Je n’étais pas prête à dire à Hector qu’Alexis m’avait trompée avec ma sœur, car je ne savais pas comment il réagirait. Il dirigeait notre meute d’une main de fer, et même si je n’étais pas particulièrement favorable à Alexis ou à ma famille en ce moment, le fardeau de les faire exiler ou pire, exécuter, n’était pas un fardeau que je pensais pouvoir avoir sur la conscience.

Bien sûr, il y avait une chance qu’il ne fasse rien, mais comme tout bon prédateur, Hector était imprévisible et donc je n’allais pas prendre ce risque.

Il ne m’a pas répondu immédiatement. Au lieu de cela, je l’ai regardé se rincer méthodiquement les mains et le visage du sang à un lavabo que je n’avais pas remarqué.

« Que sais-tu de la Procession du Triomphe ? »

J’ai cligné des yeux, pas sûre d’avoir bien entendu car il m’avait posé cette question apparemment de nulle part.

Les processions de triomphe étaient des spectacles organisés après chaque victoire, et selon la tradition, c’était la Luna qui devait s’habiller comme la Déesse de la Lune lors d’une procession. Elle devait accomplir les rituels les plus importants de la cérémonie, en faisant des offrandes et en priant pour que la Déesse continue à nous bénir.

Comme nous n’avions pas encore de Luna, l’honneur était temporairement confié à notre Grande Prêtresse, Delphine.

« J’en sais assez. »

J’étais sur le point d’ajouter quelque chose, mais mon esprit s’est vidé à la vue de ses abdominaux fermes et d’une ligne en V qui disparaissait dans la ceinture de son jean taille basse tandis qu’il se tournait pour me considérer. À mon grand désarroi, il a commencé à s’approcher.

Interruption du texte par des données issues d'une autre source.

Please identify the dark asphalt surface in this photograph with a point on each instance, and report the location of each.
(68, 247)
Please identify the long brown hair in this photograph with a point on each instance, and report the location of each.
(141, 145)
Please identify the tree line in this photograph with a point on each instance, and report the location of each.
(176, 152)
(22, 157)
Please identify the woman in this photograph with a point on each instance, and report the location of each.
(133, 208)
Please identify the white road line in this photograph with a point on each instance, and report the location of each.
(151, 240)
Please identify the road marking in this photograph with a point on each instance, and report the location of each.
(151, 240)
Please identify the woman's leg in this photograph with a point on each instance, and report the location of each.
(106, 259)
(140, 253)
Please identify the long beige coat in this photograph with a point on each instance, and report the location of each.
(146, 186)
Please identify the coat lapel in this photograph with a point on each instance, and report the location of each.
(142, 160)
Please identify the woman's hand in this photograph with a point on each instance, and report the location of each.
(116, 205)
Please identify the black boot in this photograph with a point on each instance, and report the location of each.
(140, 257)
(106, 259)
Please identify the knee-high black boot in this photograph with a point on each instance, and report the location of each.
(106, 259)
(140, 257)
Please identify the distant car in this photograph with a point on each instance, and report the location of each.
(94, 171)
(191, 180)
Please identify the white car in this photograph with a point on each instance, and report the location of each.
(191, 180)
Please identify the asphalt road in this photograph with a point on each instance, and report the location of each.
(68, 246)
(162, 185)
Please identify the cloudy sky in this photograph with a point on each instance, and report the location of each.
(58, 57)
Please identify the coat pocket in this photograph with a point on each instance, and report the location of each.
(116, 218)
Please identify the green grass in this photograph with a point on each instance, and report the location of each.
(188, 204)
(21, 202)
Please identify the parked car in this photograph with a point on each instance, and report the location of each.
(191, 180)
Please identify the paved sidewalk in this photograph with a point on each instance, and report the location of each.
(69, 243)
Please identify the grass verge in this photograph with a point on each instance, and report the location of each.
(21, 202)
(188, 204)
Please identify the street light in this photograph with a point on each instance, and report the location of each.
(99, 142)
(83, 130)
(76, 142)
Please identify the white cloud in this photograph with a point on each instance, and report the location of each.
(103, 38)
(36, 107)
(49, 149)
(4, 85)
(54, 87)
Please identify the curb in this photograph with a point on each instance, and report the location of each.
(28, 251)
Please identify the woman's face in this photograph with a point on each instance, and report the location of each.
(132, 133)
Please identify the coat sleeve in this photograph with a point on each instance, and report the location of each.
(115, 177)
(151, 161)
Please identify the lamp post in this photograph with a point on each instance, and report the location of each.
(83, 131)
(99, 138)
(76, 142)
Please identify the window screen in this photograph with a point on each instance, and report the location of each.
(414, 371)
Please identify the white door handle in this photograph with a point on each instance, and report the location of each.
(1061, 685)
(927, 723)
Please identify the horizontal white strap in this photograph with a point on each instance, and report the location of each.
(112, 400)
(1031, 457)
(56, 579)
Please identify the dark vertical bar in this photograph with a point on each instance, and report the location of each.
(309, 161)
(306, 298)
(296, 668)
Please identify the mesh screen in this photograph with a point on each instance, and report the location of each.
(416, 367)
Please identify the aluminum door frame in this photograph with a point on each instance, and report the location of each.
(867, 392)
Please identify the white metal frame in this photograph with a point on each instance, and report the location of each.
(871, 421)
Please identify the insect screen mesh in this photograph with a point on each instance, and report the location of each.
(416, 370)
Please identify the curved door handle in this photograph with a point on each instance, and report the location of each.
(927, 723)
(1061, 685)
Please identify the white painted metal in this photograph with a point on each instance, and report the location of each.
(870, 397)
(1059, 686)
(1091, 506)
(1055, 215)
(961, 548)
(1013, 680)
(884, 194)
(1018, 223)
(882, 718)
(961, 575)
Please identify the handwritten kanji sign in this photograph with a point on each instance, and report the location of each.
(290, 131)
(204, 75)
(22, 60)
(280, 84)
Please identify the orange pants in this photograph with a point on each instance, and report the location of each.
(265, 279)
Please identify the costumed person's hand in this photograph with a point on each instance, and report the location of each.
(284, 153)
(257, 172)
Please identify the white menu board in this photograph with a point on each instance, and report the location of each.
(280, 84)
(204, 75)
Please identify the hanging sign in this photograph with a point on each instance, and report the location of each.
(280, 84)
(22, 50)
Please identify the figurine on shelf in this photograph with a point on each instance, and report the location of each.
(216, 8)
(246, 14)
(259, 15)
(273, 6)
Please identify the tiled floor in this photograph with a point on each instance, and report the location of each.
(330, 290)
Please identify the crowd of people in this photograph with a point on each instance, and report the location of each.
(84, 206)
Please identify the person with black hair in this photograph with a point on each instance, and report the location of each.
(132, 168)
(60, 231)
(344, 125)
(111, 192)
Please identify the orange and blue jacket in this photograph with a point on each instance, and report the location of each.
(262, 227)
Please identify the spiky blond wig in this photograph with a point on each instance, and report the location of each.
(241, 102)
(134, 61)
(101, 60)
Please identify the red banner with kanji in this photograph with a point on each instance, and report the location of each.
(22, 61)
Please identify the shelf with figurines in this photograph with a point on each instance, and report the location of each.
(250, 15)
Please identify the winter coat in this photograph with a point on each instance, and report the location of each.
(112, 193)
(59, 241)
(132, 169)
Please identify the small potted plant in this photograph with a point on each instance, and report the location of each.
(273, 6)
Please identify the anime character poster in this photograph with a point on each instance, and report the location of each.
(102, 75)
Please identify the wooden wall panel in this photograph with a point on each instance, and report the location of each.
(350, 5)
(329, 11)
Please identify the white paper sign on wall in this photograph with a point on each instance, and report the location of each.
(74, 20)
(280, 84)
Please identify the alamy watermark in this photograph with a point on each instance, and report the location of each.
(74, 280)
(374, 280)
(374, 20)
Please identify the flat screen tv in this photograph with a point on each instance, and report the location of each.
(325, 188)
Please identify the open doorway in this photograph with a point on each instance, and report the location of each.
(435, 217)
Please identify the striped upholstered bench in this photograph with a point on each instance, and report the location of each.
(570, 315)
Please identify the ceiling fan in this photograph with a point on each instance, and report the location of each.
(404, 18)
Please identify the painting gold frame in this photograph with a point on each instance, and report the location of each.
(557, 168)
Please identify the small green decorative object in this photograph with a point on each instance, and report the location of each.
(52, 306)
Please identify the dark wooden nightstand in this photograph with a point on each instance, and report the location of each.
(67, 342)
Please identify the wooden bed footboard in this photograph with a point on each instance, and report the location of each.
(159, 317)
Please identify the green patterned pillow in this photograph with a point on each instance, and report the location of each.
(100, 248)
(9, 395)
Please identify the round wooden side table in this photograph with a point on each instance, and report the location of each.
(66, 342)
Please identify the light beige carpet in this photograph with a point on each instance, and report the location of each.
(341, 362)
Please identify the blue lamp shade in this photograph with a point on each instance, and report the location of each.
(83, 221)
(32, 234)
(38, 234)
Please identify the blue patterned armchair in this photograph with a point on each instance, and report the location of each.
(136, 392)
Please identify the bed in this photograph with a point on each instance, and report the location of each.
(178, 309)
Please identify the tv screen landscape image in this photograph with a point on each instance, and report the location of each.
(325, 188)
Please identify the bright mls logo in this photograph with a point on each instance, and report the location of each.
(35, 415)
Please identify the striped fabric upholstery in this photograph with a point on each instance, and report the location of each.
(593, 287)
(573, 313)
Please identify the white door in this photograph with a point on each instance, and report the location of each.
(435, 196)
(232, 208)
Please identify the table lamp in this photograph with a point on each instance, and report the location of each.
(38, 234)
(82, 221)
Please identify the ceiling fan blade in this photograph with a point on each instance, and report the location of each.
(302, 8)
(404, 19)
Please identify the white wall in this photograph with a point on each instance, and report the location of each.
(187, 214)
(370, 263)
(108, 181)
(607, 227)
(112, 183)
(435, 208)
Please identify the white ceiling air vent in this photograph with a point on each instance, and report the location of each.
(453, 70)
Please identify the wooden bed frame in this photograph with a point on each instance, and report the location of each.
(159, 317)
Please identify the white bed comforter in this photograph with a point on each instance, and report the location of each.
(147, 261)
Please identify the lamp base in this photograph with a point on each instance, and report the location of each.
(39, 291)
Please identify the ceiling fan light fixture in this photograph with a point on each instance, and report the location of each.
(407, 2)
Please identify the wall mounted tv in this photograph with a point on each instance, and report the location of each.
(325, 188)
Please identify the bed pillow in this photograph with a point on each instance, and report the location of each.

Les longues enjambées d’Hector ont dévoré la distance entre nous jusqu’à ce que nous soyons à peine à une longueur de bras l’un de l’autre, et sa voix est devenue basse quand il a demandé.

« Que voudrais-tu faire ? »

J’ai dégluti, et presque immédiatement mon esprit a commencé à passer en revue toutes les implications possibles de sa question. J’étais soudainement consciente de la force avec laquelle mon cœur battait, et mes doigts me faisaient mal d’un besoin bizarre de tendre la main à travers la distance et de caresser doucement sa peau.

J’avais du mal à suivre. Cet homme voulait-il me faire mourir de vertige ?

Après ce qui m’a semblé une éternité, j’ai répondu.

« Je prendrai n’importe quoi qui me fasse me sentir un peu moins sans valeur en ce moment, un peu moins comme une perdante. »

Ma voix est sortie dans un murmure, et au-dessus de moi, j’ai senti Hector froncer les sourcils. Un long moment s’est écoulé avant qu’il ne réponde enfin.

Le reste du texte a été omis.